Amyloid beta 40 and 42 and total tau did not show consistent associations with muscle strength decline, refining the understanding of which AD-related biomarkers may be most relevant for muscular aging.
Expert Commentary
These findings shed light on the biological intersection between neurodegenerative processes and physical frailty in aging. The observation that phosphorylated tau species and neurofilament light chain—markers reflecting neurofibrillary tangle pathology and neuroaxonal damage—predict muscle decline underscores the systemic impact of AD pathology beyond the brain. The partial mediation by cognitive status highlights the intertwined trajectories of brain and muscle aging.
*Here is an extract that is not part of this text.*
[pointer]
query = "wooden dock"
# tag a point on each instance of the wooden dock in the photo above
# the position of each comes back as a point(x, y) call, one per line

Sex differences raise intriguing questions about hormonal, genetic, or lifestyle factors that might modulate vulnerability to neuromuscular decline in relation to AD pathology. Clinicians should consider these biomarkers as part of an emerging toolkit to stratify risk for sarcopenia, potentially guiding earlier and personalized preventive interventions.
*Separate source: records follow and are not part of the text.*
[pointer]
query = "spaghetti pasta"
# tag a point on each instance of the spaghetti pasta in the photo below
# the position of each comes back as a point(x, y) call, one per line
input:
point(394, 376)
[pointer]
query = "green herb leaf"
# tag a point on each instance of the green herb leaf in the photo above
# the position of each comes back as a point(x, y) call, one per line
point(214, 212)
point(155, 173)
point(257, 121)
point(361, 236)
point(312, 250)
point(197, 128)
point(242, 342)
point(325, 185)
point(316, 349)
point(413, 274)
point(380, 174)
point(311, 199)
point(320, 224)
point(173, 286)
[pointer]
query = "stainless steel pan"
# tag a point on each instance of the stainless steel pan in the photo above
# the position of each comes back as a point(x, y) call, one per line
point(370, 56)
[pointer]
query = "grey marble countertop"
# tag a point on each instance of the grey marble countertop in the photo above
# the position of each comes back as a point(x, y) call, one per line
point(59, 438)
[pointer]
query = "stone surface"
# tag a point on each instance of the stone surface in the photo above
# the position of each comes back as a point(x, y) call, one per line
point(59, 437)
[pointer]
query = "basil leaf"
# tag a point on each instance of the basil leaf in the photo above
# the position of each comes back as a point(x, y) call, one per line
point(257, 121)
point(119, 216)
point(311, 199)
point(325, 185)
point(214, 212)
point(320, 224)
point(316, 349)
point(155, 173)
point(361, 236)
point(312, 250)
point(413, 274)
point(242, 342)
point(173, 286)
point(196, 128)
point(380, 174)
Limitations include the observational design, which cannot establish causality, and the generalizability limited to a relatively homogeneous Swedish population. Future studies should explore mechanistic pathways and intervention trials targeting these biomarker-positive individuals.
Conclusions
Blood biomarkers associated with Alzheimer’s disease pathology, particularly phosphorylated tau species and neurofilament light chain, are promising predictors of accelerated muscle strength decline over 12 years in older adults. The interaction with cognitive function suggests a shared or overlapping neurodegenerative and muscle aging process. These biomarkers could be incorporated into clinical assessments to identify older adults at risk for sarcopenia and implement early, targeted interventions to promote healthy aging and preserve functional independence.
Funding
This work was supported by the Swedish Research Council, the Swedish Ministry of Health and Social Affairs, and County Councils and Municipalities.
References
Ornago AM, Pinardi E, Grande G, et al. Blood biomarkers of Alzheimer’s disease and 12-year muscle strength trajectories in community-dwelling older adults: a cohort study. Lancet Healthy Longev. 2025;6(5):100715. doi:10.1016/j.lanhl.2025.100715. Epub 2025 May 22. PMID: 40414227.